大殿中央,萧逸嘉背挺得笔直,一个人跪着,身上的衣服还是前天那套,衣服倒是没有破损,应该没有被严刑拷打。

萧昊天见人都来齐了,声音威严地问道站在一旁的大理寺官员:“事情可都查清楚了?”

“禀圣上,事情已经查清了。臣反复询问了所有当事人和目击者。大皇女和主君声称当日三皇女无缘无故半路阻拦她们面见圣上和君后,还出言讽刺两人傻子配瘸子,大皇女殿下为了姐妹和睦隐忍不发,三皇女则咄咄逼人,最后甚至对她们大打出手。无奈之下,她们只能正当防卫。”

“三皇女则说自己那日是偶遇大皇女,因一年未见与其叙旧,没想到大皇女的主君突然拿硬物击打她的右腿,这才导致双方打了起来。”赵瑾抹了抹额头的细汗,继续说道。

虽然已是冬至,但她身上担了这个案子,仿佛抱着一个随时会爆炸的大火炉。这两日多少人来她府中求情,多少人想要向她家人行贿。

“哦,这么说来,双方讲法大相径庭。”萧昊天面无表情地说道,任谁也无法揣测她的想法。

“是的。为此臣多次询问了双方侍女,查看了事发现场留下的痕迹和三皇女的右腿。发现三皇女右腿并没有任何瘀青肿胀,事发现场附近也没有硬物。

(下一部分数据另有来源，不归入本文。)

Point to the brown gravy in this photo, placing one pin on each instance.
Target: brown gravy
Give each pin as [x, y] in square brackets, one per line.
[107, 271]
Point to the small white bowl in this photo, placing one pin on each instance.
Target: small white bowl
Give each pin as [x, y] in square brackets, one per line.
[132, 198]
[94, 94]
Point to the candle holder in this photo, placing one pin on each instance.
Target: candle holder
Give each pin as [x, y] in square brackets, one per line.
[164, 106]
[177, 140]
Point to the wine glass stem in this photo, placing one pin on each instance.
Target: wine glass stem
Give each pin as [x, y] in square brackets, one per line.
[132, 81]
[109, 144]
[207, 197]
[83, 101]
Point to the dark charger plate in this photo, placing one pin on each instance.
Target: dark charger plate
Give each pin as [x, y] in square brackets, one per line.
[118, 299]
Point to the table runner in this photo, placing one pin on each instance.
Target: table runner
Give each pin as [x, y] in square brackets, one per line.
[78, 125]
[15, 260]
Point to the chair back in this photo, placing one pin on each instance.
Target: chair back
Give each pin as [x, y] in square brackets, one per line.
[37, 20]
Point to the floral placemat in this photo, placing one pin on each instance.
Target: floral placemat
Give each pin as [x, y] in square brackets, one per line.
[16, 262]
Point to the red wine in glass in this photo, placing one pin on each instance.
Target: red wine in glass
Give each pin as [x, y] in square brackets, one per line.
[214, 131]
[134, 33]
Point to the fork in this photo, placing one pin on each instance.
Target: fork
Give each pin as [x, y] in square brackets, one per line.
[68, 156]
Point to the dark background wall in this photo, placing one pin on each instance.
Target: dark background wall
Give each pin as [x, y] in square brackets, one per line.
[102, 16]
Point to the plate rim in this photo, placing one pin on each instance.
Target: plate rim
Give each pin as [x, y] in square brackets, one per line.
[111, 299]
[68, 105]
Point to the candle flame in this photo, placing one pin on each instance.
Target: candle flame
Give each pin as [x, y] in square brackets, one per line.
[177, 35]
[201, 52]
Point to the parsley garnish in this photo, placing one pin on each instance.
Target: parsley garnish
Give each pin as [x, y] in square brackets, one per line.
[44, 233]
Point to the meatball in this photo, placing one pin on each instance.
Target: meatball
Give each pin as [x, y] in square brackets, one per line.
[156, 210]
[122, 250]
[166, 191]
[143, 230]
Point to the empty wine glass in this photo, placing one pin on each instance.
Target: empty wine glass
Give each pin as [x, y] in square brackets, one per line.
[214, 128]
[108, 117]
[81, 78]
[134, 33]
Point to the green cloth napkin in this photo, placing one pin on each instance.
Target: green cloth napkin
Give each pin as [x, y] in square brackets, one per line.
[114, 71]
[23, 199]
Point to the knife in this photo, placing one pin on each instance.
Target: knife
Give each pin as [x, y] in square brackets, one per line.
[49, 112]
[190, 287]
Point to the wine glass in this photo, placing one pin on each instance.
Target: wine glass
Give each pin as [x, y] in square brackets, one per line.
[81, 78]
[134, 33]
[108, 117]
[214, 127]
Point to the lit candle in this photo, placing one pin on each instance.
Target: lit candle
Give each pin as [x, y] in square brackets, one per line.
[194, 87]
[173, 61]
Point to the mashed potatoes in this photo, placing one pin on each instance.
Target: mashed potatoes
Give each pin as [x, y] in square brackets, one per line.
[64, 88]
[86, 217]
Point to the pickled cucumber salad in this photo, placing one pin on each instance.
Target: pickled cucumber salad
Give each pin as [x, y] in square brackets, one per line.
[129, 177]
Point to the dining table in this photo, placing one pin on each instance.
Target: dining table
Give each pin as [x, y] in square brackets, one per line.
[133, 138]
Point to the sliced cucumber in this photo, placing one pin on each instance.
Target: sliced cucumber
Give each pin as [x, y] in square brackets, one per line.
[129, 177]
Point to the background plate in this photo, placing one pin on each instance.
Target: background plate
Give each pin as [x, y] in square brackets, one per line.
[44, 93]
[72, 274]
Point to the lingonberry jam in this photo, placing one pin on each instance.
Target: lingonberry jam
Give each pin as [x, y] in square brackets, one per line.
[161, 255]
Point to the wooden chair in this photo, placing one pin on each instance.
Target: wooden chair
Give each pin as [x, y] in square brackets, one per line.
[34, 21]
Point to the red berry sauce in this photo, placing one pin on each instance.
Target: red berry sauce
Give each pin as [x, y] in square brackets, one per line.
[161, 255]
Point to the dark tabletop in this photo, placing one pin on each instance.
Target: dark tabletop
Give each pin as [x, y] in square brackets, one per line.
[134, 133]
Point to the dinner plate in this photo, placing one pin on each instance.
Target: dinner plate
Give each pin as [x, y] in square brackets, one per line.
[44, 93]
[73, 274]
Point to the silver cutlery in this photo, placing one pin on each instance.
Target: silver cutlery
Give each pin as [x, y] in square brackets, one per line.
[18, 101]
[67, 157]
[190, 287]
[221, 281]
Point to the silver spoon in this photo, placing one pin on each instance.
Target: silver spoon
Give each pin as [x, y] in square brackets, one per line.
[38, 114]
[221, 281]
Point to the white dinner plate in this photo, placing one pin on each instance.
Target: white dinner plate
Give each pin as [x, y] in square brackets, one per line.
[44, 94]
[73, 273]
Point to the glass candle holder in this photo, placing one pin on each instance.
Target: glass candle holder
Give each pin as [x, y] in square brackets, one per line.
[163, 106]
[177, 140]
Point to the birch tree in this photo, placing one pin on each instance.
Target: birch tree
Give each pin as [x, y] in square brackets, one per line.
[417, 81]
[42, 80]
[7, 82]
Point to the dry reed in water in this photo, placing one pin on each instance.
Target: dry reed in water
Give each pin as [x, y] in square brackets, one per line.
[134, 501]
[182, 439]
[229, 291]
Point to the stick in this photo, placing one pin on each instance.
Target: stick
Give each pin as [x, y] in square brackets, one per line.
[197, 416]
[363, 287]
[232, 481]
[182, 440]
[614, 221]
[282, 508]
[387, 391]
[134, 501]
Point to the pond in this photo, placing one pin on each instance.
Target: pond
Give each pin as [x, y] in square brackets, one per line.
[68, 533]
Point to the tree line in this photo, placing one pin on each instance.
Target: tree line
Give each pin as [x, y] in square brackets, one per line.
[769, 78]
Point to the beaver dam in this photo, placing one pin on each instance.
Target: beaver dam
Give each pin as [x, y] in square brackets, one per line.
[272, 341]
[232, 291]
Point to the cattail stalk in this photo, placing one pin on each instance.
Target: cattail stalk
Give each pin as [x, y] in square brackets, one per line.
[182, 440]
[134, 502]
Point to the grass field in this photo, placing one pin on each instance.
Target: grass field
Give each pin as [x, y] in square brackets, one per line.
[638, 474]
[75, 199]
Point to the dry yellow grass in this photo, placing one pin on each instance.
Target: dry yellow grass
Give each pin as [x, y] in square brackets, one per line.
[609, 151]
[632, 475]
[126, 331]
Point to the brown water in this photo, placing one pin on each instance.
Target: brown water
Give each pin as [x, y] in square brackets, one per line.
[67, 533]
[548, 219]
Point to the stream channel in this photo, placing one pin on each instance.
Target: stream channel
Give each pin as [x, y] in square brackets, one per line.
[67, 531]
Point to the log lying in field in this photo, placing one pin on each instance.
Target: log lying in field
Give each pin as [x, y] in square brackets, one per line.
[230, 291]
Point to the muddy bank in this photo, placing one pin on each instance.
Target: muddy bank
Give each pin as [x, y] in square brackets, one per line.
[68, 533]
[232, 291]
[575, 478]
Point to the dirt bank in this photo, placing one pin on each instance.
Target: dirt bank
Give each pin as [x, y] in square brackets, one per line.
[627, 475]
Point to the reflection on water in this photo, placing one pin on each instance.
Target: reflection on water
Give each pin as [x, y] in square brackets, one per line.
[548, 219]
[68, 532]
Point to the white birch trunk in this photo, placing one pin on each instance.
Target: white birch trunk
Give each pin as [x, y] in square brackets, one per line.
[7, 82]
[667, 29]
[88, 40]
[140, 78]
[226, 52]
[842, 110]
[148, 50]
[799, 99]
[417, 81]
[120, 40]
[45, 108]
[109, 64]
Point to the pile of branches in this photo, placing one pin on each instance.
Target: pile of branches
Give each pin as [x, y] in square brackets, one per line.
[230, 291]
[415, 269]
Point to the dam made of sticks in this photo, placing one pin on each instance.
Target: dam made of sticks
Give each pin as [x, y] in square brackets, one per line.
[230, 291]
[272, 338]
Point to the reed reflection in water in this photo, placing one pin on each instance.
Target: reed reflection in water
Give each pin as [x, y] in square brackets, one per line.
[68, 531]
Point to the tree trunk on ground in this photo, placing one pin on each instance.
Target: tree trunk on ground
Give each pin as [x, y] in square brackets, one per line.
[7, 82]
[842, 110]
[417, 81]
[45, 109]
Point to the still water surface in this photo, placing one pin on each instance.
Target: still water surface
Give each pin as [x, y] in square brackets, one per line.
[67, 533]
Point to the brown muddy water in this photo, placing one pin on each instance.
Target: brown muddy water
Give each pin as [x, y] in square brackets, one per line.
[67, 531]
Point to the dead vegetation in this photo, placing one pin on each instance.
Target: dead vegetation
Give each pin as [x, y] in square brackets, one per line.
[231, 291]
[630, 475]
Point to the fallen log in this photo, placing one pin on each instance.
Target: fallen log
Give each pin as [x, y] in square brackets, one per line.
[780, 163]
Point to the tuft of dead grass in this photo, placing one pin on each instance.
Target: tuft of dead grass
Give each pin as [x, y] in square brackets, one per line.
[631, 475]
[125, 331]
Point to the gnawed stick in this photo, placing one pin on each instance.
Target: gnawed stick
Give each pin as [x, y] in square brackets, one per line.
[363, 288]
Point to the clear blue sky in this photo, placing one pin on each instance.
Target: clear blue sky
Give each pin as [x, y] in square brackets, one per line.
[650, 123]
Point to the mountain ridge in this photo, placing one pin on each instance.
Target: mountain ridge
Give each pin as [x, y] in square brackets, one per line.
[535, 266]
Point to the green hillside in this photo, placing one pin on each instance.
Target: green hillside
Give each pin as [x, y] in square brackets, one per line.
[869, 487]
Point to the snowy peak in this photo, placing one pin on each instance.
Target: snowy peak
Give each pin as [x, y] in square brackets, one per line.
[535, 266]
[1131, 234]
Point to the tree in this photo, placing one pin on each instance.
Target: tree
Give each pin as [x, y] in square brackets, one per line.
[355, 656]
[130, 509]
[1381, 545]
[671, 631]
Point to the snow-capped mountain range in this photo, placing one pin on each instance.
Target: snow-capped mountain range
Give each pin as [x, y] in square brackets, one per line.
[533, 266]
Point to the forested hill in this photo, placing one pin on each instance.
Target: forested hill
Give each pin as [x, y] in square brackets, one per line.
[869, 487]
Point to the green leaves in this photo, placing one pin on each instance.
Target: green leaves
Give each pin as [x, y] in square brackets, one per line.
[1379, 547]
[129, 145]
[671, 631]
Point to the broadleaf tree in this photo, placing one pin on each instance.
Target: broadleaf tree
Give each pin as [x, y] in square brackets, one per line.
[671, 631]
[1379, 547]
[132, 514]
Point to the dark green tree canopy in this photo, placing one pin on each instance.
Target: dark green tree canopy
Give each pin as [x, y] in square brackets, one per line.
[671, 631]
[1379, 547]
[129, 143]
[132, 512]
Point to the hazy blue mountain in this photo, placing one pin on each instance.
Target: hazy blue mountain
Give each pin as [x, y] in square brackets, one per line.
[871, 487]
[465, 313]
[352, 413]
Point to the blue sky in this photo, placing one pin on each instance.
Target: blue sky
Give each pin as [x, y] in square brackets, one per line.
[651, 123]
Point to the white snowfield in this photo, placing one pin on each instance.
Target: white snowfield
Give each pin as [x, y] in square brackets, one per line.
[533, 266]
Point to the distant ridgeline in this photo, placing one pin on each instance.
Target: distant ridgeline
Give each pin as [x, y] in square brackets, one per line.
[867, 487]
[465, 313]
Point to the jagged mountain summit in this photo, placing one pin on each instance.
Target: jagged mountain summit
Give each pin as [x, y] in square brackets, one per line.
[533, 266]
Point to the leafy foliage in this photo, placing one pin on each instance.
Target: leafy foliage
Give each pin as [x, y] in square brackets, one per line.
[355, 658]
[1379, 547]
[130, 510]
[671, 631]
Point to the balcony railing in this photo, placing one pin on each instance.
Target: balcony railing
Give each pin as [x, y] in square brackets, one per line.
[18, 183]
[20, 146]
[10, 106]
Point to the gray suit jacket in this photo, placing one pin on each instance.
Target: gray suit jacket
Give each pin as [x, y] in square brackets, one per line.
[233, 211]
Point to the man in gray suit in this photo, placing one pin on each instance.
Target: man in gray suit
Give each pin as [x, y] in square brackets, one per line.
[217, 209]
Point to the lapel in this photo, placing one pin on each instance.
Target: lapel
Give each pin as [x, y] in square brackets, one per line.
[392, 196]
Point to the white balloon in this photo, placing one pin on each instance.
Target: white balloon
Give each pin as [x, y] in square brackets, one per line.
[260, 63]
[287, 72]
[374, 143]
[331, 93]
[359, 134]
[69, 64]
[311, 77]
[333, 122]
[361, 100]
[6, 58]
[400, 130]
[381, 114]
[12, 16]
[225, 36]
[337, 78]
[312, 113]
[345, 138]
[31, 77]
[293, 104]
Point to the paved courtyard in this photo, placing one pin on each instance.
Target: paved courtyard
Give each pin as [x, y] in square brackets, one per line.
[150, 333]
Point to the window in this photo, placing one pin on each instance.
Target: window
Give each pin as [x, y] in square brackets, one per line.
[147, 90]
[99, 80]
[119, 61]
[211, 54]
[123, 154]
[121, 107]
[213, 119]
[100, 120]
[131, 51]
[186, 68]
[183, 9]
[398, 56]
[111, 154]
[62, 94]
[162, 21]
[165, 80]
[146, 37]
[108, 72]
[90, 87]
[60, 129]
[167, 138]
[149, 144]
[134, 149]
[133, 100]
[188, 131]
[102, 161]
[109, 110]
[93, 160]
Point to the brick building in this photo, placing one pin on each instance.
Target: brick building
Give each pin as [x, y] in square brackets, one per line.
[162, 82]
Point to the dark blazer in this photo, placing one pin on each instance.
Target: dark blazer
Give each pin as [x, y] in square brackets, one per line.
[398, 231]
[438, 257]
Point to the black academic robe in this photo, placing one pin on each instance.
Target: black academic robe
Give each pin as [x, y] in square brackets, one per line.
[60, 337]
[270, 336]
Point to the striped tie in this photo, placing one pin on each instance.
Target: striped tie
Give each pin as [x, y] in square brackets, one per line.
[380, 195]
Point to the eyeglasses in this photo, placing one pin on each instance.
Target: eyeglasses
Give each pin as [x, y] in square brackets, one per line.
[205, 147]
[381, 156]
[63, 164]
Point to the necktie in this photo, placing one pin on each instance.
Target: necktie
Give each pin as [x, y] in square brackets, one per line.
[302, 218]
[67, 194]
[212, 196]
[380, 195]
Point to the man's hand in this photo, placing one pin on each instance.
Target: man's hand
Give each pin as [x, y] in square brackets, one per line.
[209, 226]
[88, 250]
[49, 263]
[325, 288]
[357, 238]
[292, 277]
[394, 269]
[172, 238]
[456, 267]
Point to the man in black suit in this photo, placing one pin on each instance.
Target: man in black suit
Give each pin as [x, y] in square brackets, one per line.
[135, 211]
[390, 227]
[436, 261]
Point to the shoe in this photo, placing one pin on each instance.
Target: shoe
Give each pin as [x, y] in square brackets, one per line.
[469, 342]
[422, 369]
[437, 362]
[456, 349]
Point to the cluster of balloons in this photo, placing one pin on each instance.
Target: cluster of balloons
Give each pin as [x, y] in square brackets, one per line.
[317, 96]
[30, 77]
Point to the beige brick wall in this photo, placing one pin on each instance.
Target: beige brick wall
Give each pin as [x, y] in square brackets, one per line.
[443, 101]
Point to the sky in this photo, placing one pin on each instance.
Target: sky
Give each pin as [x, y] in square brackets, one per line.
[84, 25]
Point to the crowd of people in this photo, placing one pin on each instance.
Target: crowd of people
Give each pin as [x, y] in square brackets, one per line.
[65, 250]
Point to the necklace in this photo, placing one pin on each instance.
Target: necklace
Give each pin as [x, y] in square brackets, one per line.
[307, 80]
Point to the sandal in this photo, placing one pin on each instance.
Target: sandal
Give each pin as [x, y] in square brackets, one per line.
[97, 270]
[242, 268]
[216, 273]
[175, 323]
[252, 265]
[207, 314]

因为宫人卯时才刚刚打扫过地面,地上甚至连一块小石子都没能找到。双方侍女经过拷问,称都看到三皇女突然右腿向前踉跄了一下,但没有一人直接看到大皇女主君袭击了三皇女殿下。”

娴贵君一身紫衣,如果说楚梦柔像莲花,端庄清纯,那他就像玫瑰,妖娆娇艳。

他此时已经按捺不住了,急忙出声道:“陛下,嘉儿自小为人处世与课业都是您亲手教的,她从来都不会说谎。大皇女的主君可是名震边疆的柳小将军,能够隔空伤人也未可知。”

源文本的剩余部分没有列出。